A congressional audit of the Federal Reserve's 12 regional banks looks set to land this week with a whimper instead of a bang as energies and sympathies on Capitol Hill have shifted since the financial crisis that spawned the inquiry.
The study of the central bank's far-flung network was mandated by the Dodd-Frank law that last year rewrote financial rules to try to prevent a repeat of the financial crisis.
Since then, however, Republicans have captured control of the House of Representatives, putting more of a focus on reining in a Fed which some lawmakers see as meddling in fiscal affairs than rooting out perceived cronyism at the regional banks.
In fact, GOP lawmakers are unlikely to want to undermine the regional Fed banks, which they see as heartland bulwarks against "big government" interventionism by the central bank's Washington-based board.
"We have low expectations on this one," said a congressional source, who spoke on condition of anonymity.
In contrast, some Democrats have long wanted to clip the wings of regional central bank officials who are seen as less sympathetic to the Fed's congressionally mandated full-employment goal than their Washington peers.
Representative Barney Frank has proposed making regional Fed bank chiefs appointees of the president, subject to Senate confirmation, which the Massachusetts Democrat says would make them more accountable to the public.
While Fed board members are presidential appointees, the presidents of the regional Fed banks are picked by local boards with heavy representation from commercial bankers, another trouble spot for Democrats.
Representative Spencer Bachus, the Alabama Republican who took control of the House Financial Services Committee from Frank in January, made his sympathies clear at a July hearing with the head of the Kansas City Federal Reserve Bank.
"Your appearance here today will serve as a good rebuttal to the view that the Federal Reserve Bank Board of Governors in Washington, D.C. needs less input from the regional Feds and the rest of the country.
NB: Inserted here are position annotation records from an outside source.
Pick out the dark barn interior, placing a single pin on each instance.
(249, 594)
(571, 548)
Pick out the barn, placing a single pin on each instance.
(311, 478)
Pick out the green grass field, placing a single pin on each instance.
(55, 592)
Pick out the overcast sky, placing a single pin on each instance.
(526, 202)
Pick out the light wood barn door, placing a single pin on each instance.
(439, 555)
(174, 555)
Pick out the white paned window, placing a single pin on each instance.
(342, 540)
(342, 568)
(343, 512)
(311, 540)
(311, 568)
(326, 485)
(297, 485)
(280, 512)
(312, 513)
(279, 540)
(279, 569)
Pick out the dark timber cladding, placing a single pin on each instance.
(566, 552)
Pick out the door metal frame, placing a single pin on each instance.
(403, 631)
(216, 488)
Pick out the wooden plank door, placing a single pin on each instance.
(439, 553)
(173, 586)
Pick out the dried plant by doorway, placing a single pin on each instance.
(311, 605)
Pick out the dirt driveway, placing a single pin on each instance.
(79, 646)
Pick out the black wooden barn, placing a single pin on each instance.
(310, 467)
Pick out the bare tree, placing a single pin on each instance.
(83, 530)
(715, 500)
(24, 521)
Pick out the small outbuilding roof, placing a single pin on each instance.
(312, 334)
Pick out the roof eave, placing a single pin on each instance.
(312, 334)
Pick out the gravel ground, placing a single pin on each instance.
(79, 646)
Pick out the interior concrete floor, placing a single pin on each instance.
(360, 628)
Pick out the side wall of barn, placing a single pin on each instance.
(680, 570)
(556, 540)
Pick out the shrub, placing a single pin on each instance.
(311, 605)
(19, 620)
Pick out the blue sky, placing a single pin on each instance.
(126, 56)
Actually, they need more," he said.
That sentiment has led Capitol Hill staff and Fed insiders to expect the GAO look into the governance of the regional Fed banks, which could some as soon as Tuesday, to make few waves.
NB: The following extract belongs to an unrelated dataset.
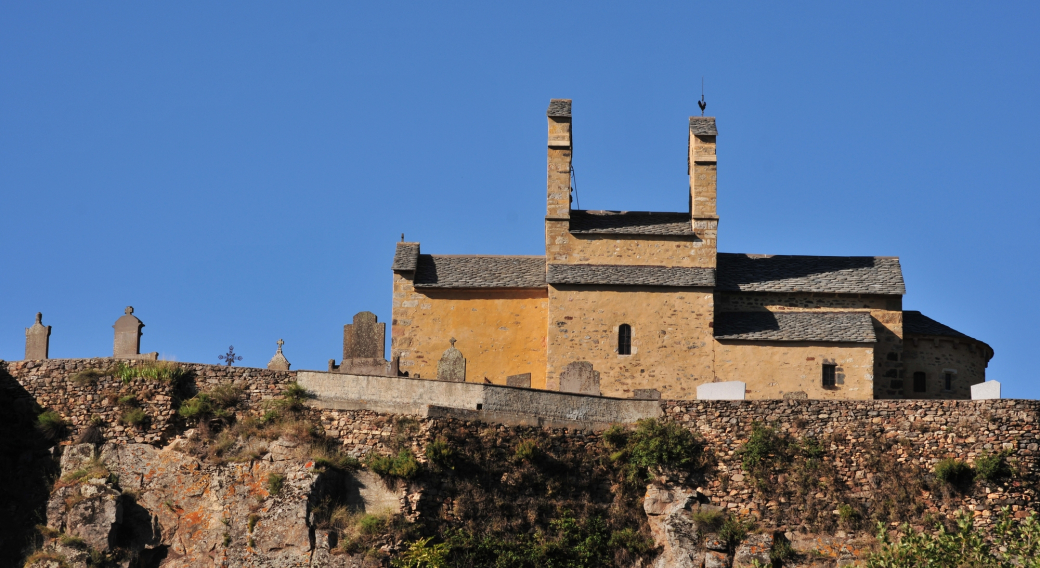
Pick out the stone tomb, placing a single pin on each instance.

Some at the Fed who had been nervous that the study could blunt regional Fed banks' influence now say the audit process was productive, and that there was extensive back and forth between auditors and the regional banks.
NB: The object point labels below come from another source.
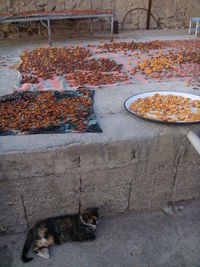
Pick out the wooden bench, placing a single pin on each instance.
(197, 28)
(47, 16)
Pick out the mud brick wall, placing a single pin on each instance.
(115, 176)
(170, 13)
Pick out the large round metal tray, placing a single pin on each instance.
(133, 98)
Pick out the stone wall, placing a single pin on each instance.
(170, 13)
(115, 176)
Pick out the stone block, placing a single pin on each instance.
(108, 189)
(12, 216)
(50, 196)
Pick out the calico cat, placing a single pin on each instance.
(57, 230)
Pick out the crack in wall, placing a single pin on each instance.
(178, 164)
(25, 212)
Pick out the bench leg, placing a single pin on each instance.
(112, 27)
(49, 30)
(197, 26)
(91, 26)
(190, 26)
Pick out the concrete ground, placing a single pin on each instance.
(129, 239)
(115, 122)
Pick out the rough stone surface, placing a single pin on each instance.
(130, 239)
(170, 13)
(39, 184)
(132, 165)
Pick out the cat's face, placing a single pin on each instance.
(91, 216)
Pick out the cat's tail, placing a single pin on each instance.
(27, 246)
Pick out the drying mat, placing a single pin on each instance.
(38, 112)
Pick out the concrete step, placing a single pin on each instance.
(132, 165)
(127, 240)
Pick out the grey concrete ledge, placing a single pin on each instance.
(132, 165)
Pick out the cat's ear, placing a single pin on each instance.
(95, 209)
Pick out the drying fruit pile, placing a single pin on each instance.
(170, 64)
(75, 63)
(167, 108)
(132, 46)
(47, 62)
(47, 111)
(157, 59)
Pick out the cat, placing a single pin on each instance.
(57, 230)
Even Republican efforts to narrow the Fed's focus to battling inflation, announced with some fanfare at the beginning of the year, appear unlikely to gain traction in a divided Congress already focused on the 2012 general election.
"I don't think there's much momentum behind that," Sen. Bob Corker, a supporter of the change, told Reuters recently.
The Fed found itself the target of harsh criticism for its efforts to bail out banks during the 2007-09 financial crisis and for perceived loose regulation in prior years that was widely seen as having sown the seeds of the crisis.
Dodd-Frank, which was signed into law in July of 2010, strengthened the Fed's regulatory powers, but also sought to strip away secrecy surrounding the institution by mandating audits of its emergency lending and internal functions.
One provision asked the Government Accountability Office, a congressional watchdog agency, to examine the regional Fed system for possible conflicts of interest.
During the crisis, New York Fed board chairman Stephen Friedman, a former Goldman Sachs chairman who was still serving on Goldman's board, was forced to step down when it was revealed he bought shares in the investment banking giant after it had won the right to borrow at the Fed's discount window.
Although Friedman believed he had cleared the way to do so, the episode embarrassed the central bank and raised questions about conflicts of interest and accountability that opened the system to wider scrutiny.
Some also have longed questioned the need for so many regional Fed banks — there are two in Missouri alone — in an era when the economy, transportation and communications have evolved greatly since the system was established in 1913.
Yet the focus of the GAO study is so narrowly confined to governance issues that it appears unlikely to provide justification for sweeping changes, a Hill source said.
The Fed remains under fire — both in the halls of Congress and on the presidential campaign trail — but for reasons that have changed with the political landscape.
Several prominent Republicans attacked the Fed last November for its $600 billion bond-buying program, known as quantitative easing, which they said risked inflation and debased the U.S. dollar.
That led to lawmakers proposing to pare the Fed's dual mandate of pursuing both price stability and full employment to an exclusive focus on inflation fighting.
"I find the activism at the Fed right now a major turnoff, and I am very concerned," Corker told Fed Chairman Ben Bernanke at a hearing in July. "I believe that the dual mandate that we've set up is causing you ... to do a lot of things that I think are going to create some long-term damage."